One long slow deep breath and I embraced that little thought and held onto it like a badge of courage. It was quiet inside and my eyes sought hers, but behind the counter were a pair of emerald eyes that held no warmth for mine. I stopped, I could not approach the counter, my life, the one I so desperately wanted to live, existed only in a pair of hazel eyes that I could not find. I slowly turned, surveying the shop, seeking the object of my sleepless nights and visions of bliss. I didn't know what I would do if I found her, I just needed to see her again. Lost in thought and worries of rejection I felt a hand on my shoulder and I knew it was her. I turned and heard her ask if I was looking for someone, I said yes, but she had found me.

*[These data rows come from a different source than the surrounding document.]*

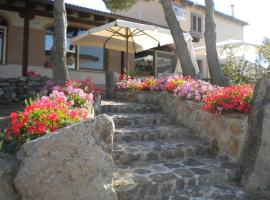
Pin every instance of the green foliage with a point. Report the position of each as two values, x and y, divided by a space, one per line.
119 4
11 144
264 54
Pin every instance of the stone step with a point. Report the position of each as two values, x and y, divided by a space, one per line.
211 192
137 119
168 179
127 107
152 133
132 152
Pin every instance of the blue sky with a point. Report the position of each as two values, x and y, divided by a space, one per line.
256 13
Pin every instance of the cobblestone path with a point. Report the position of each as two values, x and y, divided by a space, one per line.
159 160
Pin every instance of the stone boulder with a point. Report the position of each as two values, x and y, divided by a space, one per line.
72 164
255 158
8 167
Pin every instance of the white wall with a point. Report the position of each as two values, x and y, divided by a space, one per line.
7 71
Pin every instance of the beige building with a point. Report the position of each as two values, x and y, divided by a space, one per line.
191 18
26 38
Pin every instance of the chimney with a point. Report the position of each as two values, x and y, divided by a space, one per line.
232 10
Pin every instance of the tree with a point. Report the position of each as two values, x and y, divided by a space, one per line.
236 68
176 31
60 70
179 40
216 74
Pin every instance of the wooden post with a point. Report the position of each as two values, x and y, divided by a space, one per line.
126 60
122 62
25 46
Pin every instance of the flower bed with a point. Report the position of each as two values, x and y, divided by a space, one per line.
64 106
216 99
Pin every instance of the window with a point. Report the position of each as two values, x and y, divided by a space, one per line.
196 23
179 12
91 57
3 35
200 65
165 62
71 50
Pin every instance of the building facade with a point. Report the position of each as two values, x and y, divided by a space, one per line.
27 27
191 17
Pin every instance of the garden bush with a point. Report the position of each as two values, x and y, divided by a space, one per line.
64 106
236 98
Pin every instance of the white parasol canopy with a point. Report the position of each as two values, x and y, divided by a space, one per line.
128 36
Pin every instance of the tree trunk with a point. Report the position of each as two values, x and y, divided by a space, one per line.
216 74
179 40
60 70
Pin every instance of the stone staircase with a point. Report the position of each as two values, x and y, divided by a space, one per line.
159 160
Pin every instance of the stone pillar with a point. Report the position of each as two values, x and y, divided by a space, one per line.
255 157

She laughed softly and I said nothing, I drank in the sound of her laughter and soaked in every fleck of gold in her eyes. I asked if I could speak with her alone and I saw the playful expression on her face change immediately to intrigue. I followed her into her office and closed the door. I apologized for being so forward, told her I had no idea what I was doing, stated that I was probably out of my mind, but I couldn't get her out of my head. She said that she was flattered, I asked her to have dinner with me, she smiled, I told her I loved her smile and that it was her lips that haunted me. She took a step in my direction, I told her I had never been with a woman, I took a step back. She smiled again and took a step closer. I stepped back and realized that my retreat was blocked by her closed office door, the door that I had closed, the door that blocked out the rest of the world. A closed door that created a reality that existed with only her and me.
I reached out and pulled on her shirt until her lips met mine. She braced either hand against the door and leaned her body into me, I remember the sound that escaped my lips and then her tongue intertwined with mine and my hands found the curve of her hips and I pulled her tighter to me. She cupped my face with her hands and the kiss deepened, my pulse raced, I thought my knees would buckle when she placed her leg between mine and pushed up against me. I ripped at the waistband of her jeans until I tugged her shirt free and could place my hands on her bare skin. I knew I was out of my mind when I pushed my hands up under her bra and cupped her breasts. She responded with a moan and bit my lip, then undid my buckle with one hand and lowered the zipper with the other.
I was going mad I knew I was, I pulled her shirt over her head and took one nipple into my mouth. She paused just for a moment and moaned before sliding her hand into my jeans. I thought that her reaction to my touch would send me over the top, but I had to stop what I was doing and gasp for air as her fingers stroked and fueled my desire. I wrapped my arms around her neck and pulled her to me as we slid to the floor.
I couldn't have stopped what was happening at that point even if I had wanted too, my life was finally my own and I was overwhelmed by a rush of emotion and pleasure that racked my body like never before, completely satiated by one small infraction.